Constrained by a small facilities department and challenged by aging systems, infrastructure past its useful life, and limited trained in-house workforce, UAA manages to open all buildings within 5 days post earthquake.   The journey includes using all resources available and finding jobs that could be suitable for wide variance of skill level.  Filling in gaps with local contractors. Tools used were ICS structure for all responders including contractors, lean techniques, and team building focused on safety, character and excellence.  Structure included rapid assessments and keeping ahead of the skilled workforce and organizing the structure to keep the resource – tradesmen working.

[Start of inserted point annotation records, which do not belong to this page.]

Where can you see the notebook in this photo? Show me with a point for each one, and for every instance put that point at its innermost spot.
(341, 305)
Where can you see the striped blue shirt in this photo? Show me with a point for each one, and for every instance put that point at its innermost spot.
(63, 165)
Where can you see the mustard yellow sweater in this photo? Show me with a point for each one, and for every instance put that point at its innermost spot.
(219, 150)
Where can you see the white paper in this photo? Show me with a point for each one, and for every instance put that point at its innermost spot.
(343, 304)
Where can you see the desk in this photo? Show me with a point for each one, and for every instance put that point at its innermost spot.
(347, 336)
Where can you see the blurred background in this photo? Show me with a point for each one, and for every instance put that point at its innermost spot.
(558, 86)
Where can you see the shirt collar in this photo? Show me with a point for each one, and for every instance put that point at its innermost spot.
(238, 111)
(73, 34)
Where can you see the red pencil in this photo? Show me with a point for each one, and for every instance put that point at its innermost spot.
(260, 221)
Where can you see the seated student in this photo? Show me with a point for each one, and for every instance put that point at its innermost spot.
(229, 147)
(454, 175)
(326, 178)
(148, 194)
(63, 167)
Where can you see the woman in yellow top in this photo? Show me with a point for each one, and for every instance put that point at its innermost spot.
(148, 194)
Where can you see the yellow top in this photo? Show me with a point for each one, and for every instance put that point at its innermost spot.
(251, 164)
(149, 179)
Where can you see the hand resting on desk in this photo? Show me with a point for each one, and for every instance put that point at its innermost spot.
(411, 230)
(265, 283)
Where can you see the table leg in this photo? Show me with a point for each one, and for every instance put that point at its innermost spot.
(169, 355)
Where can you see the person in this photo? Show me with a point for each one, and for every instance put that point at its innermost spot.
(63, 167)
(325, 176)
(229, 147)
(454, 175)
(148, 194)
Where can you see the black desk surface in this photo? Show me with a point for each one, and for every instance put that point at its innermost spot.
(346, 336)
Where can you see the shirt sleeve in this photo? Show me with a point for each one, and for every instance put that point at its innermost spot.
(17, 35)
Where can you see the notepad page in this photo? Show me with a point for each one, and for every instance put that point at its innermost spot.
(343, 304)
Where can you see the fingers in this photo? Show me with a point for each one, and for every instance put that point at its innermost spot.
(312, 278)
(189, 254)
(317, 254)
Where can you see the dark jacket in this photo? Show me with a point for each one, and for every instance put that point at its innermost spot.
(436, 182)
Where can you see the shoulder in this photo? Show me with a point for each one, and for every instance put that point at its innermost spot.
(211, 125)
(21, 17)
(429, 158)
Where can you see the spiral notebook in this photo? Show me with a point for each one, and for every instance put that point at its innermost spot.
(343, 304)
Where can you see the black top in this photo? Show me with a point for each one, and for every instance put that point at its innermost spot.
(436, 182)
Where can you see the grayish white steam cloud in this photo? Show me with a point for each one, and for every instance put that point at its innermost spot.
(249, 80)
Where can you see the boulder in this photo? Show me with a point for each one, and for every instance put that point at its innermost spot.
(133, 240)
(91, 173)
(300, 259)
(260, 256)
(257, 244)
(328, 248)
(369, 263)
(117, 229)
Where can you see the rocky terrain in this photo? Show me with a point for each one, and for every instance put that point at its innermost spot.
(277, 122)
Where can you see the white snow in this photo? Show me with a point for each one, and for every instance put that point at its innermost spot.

Several buildings were damaged and people were displaced, but this is an incredible story in the sense we were able to get our campus back up and running in four days, through rapid assessments, rescheduling of classes, and tremendous teamwork.  Also important there were no injuries or fatalities.

Takeaways

  • Taking care of people was number one priority – meeting them where they are and giving them support – being human at every step helps.
  • During an emergency, the ICS structure with focus on mission and support of attaining those mission goals – helped us all stay focused, engaged and committed.